Drexler finalmente empezó a trabajar de músico y compositor. Armó familia. Primero con la cantante Ana Laan, con la que tuvo a Pablo (21 años), que ahora está estudiando música electrónica en Londres y cuya primera canción se utiliza en el concierto de su nuevo espectáculo, Silente. "Siento orgullo porque no me deja postear sus canciones en mis redes. Fue todo un tema convencerlo para incluir el tema en el espectáculo". Después, con la actriz y cantante Leonor Watling y cantante del grupo pop Marlango, tuvo dos hijos –Luca y Leah– a los que le lee historias de Julio Verne. A esta altura no tiene que elegir por un lugar o por otro. Cuando regresa a Montevideo la sensación se repite: "Estoy en casa".
–Tu historia es la no pertenencia a un sólo lugar.
–Uno reacciona de acuerdo a lo que es. En la primera línea de la canción "Frontera" digo: "Yo no sé de donde soy, mi casa está en la Frontera". Me puedo sentir muy montevideano y muy madrileño a la vez. Estoy hecho de mitades bastante incompatibles. Soy músico y médico. Si entrara en identificaciones dicotómicas me autodestruiría porque no tendría forma de explicarme a mí mismo. Sería un esquizofrénico con dos personalidades. Tengo otros problemas, pero ese no.
–Tu historia familiar también te define de alguna manera.
–Siempre tuve esa doble situación. Algo muy cosmopolita, de una pertenencia muy abierta al mundo, por parte de los Drexler que vinieron de Polonia, Alemania y Ucrania y por el otro de una pertenencia muy de la tierra por parte de los Prada Da Silveira, que son dos apellidos con muchas generaciones en el continente y mucho arraigo.
–¿Tu padre escuchaba a Los Beatles en un cinta abierta, pero tu mamá te dio todo el costado más telúrico?

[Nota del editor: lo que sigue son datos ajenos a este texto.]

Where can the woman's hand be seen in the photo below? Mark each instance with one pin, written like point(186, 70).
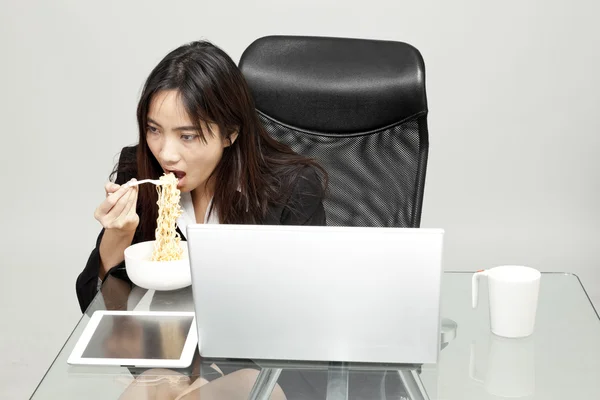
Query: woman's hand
point(118, 210)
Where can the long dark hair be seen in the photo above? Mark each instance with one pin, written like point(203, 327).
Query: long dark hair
point(254, 172)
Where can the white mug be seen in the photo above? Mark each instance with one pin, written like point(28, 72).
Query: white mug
point(509, 367)
point(513, 296)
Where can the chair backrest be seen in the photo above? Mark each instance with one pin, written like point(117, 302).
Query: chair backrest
point(356, 106)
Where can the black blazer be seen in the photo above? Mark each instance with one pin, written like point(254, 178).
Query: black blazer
point(306, 197)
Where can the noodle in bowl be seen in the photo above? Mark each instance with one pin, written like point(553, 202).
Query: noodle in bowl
point(157, 275)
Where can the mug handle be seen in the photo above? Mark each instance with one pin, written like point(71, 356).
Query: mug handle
point(475, 286)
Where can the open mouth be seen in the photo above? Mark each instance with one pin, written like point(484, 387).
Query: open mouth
point(178, 174)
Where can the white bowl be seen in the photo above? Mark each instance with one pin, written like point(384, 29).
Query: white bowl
point(157, 275)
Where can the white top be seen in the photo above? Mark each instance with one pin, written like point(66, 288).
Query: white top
point(188, 216)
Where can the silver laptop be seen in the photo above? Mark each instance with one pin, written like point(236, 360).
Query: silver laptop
point(317, 293)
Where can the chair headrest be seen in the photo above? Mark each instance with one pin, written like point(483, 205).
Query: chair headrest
point(335, 85)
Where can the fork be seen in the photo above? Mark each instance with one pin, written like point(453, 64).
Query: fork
point(136, 183)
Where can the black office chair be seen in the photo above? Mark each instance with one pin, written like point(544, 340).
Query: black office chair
point(359, 108)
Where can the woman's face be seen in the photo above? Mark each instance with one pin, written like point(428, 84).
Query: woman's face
point(178, 146)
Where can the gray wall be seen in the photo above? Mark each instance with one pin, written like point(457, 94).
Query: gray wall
point(513, 92)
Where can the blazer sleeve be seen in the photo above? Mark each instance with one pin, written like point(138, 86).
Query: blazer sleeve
point(87, 283)
point(305, 204)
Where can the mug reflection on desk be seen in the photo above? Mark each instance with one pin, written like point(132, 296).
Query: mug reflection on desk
point(510, 367)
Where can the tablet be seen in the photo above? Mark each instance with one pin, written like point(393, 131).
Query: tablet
point(137, 339)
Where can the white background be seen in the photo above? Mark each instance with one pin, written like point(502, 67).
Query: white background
point(513, 90)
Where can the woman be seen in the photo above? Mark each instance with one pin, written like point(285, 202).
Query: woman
point(197, 119)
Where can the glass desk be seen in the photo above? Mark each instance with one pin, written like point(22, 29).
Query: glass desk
point(561, 360)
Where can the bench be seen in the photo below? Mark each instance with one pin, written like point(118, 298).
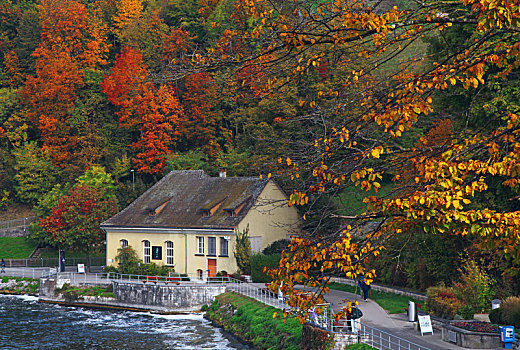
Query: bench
point(153, 279)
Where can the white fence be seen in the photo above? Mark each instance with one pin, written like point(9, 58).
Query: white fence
point(17, 223)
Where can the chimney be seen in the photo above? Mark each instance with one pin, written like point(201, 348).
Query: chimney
point(223, 172)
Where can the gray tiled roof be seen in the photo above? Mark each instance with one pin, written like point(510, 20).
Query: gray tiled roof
point(186, 193)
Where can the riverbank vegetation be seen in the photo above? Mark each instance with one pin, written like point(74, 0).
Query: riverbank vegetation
point(19, 285)
point(16, 247)
point(392, 126)
point(256, 323)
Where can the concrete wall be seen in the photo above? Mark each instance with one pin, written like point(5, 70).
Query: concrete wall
point(136, 296)
point(172, 298)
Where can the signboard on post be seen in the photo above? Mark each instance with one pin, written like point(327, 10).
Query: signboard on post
point(425, 324)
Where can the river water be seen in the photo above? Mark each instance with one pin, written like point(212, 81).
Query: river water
point(27, 324)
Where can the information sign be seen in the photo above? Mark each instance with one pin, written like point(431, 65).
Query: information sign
point(425, 324)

–Mi madre, Lucero Prada, se crió en el campo, en una escuela rural donde sus padres eran los maestros. La puerta del dormitorio daba al salón de clases. Era una familia que no tenía músicos originalmente pero empezaron a salir uno detrás de otro. El pionero de eso fue Gabriel Prada, hermano de mi madre, papá de Ana Prada, que tocaba la guitarra y el piano. Lo primero que aprendí a tocar en el piano, además de Los Beatles y estudiar clásico, eran los valses criollos, las zambas y milonguitas, que mi tío tocaba en la guitarra.
–¿Cuáles son las razones por las que escribís canciones?

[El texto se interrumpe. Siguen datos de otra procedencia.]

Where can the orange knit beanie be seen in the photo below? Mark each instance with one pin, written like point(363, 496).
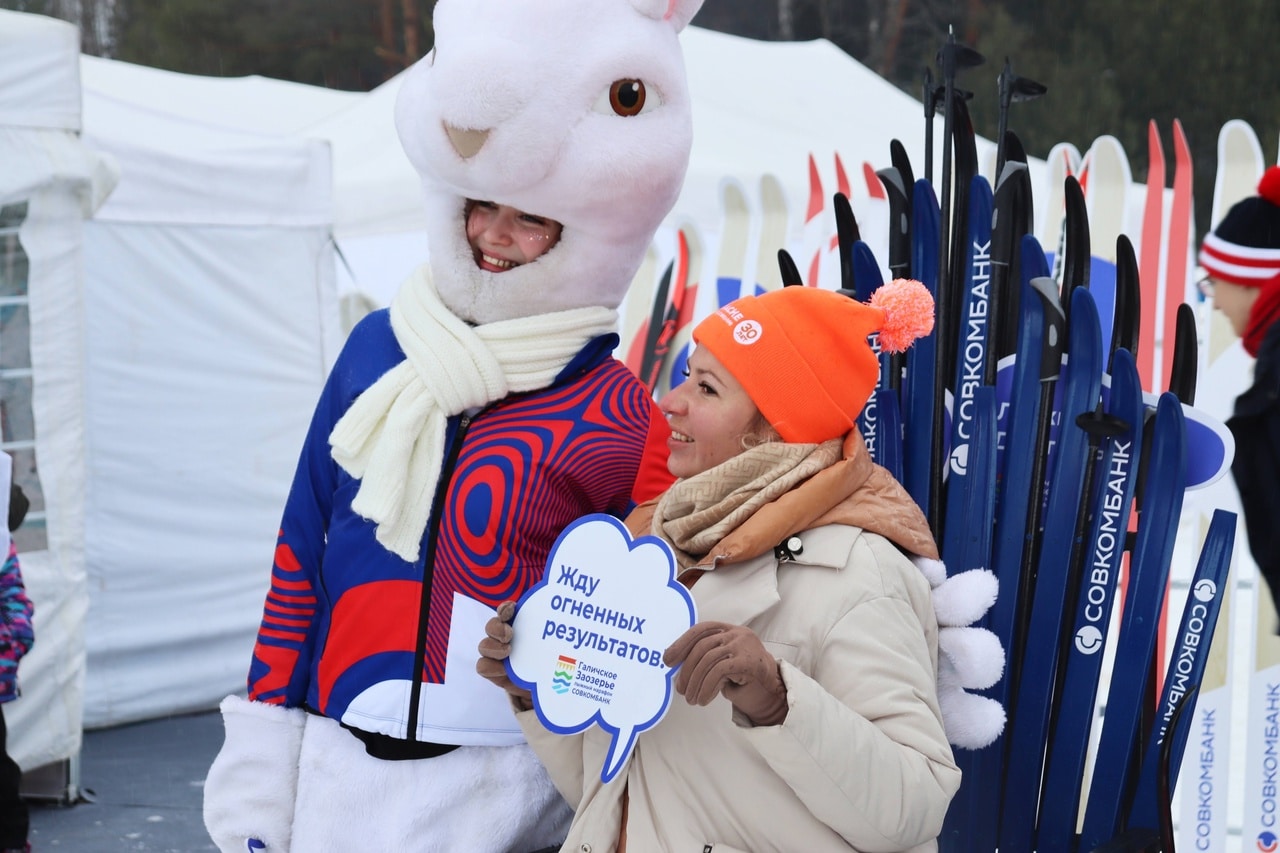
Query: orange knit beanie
point(803, 354)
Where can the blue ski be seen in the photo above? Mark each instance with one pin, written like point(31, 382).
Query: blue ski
point(1015, 466)
point(867, 279)
point(920, 359)
point(1064, 771)
point(1082, 386)
point(1153, 546)
point(1185, 666)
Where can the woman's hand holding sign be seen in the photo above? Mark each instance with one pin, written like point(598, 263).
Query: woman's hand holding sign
point(716, 657)
point(494, 651)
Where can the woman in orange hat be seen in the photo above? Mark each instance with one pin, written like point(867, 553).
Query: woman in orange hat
point(810, 716)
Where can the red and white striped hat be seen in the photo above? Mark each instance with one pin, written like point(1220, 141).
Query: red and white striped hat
point(1244, 249)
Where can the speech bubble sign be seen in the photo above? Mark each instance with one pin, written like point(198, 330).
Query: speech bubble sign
point(589, 637)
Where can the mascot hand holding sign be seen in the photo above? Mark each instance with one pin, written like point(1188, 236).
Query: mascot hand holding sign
point(458, 433)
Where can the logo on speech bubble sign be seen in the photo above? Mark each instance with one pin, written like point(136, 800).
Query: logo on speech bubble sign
point(589, 637)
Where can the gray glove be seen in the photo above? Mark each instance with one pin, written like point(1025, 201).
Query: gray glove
point(717, 657)
point(496, 648)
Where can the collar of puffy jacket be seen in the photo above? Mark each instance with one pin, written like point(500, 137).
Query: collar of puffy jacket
point(855, 492)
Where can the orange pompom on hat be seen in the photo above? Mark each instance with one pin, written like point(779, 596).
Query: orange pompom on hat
point(803, 355)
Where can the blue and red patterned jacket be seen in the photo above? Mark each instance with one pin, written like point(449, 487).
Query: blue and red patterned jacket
point(384, 646)
point(16, 634)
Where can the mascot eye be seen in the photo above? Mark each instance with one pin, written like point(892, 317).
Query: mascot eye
point(627, 97)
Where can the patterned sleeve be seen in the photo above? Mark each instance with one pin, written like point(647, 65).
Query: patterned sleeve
point(16, 610)
point(279, 671)
point(653, 478)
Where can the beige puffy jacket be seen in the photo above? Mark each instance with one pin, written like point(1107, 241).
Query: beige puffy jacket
point(860, 762)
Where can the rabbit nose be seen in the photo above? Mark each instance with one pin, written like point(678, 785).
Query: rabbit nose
point(466, 142)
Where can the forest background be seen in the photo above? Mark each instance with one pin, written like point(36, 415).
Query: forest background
point(1109, 65)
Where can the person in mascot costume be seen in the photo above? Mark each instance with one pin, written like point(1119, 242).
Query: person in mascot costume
point(457, 434)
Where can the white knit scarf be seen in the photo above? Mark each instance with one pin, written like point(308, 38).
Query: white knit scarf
point(392, 438)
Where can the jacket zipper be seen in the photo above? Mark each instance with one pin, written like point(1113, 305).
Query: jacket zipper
point(428, 571)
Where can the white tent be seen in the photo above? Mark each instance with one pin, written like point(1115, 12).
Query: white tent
point(178, 341)
point(208, 316)
point(49, 185)
point(210, 323)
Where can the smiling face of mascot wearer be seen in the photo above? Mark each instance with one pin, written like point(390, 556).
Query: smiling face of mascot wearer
point(503, 237)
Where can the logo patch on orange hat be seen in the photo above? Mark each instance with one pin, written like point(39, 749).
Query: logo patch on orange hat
point(748, 332)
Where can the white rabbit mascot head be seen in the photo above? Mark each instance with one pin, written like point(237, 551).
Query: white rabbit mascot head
point(576, 110)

–Mi razón era que quería poner un disco en el anaquel de la música uruguaya que estuviera al lado de los de Fernando Cabrera, Eduardo Mateo, Rubén Olivera, Leo Maslíah y Jaime Roos. Quería integrar ese mundo y decir soy un músico uruguayo. Otra razón importante, la más importante de todas, es que sentía que tenía algo para decir. No sabia muy bien cómo pero quería transmitir una visión de las costas de Rocha, una percepción del paso del tiempo, una alteración de los estados de conciencia, una manera de vivir la realidad que rodeaba a mi generación en ese momento. Esas son las razones por las que hay que hacer discos. Y agradezco enormemente haberme criado en un país sin expectativas económicas ni mediáticas como era el Uruguay de esa época. Ibas a un concierto y no se te ocurría que un músico como Rubén Olivera estaba intentando vivir de eso. Era triste de alguna manera, pero a la vez el tipo tenía unas ganas de decir cosas. No te iba a servir para hacerte rico ni famoso. Te iba a servir para esa noche, esa experiencia, ese disco, ese momento, decir algo, desesperadamente decir algo. Poner un barquito de papel en ese río y verlo como va.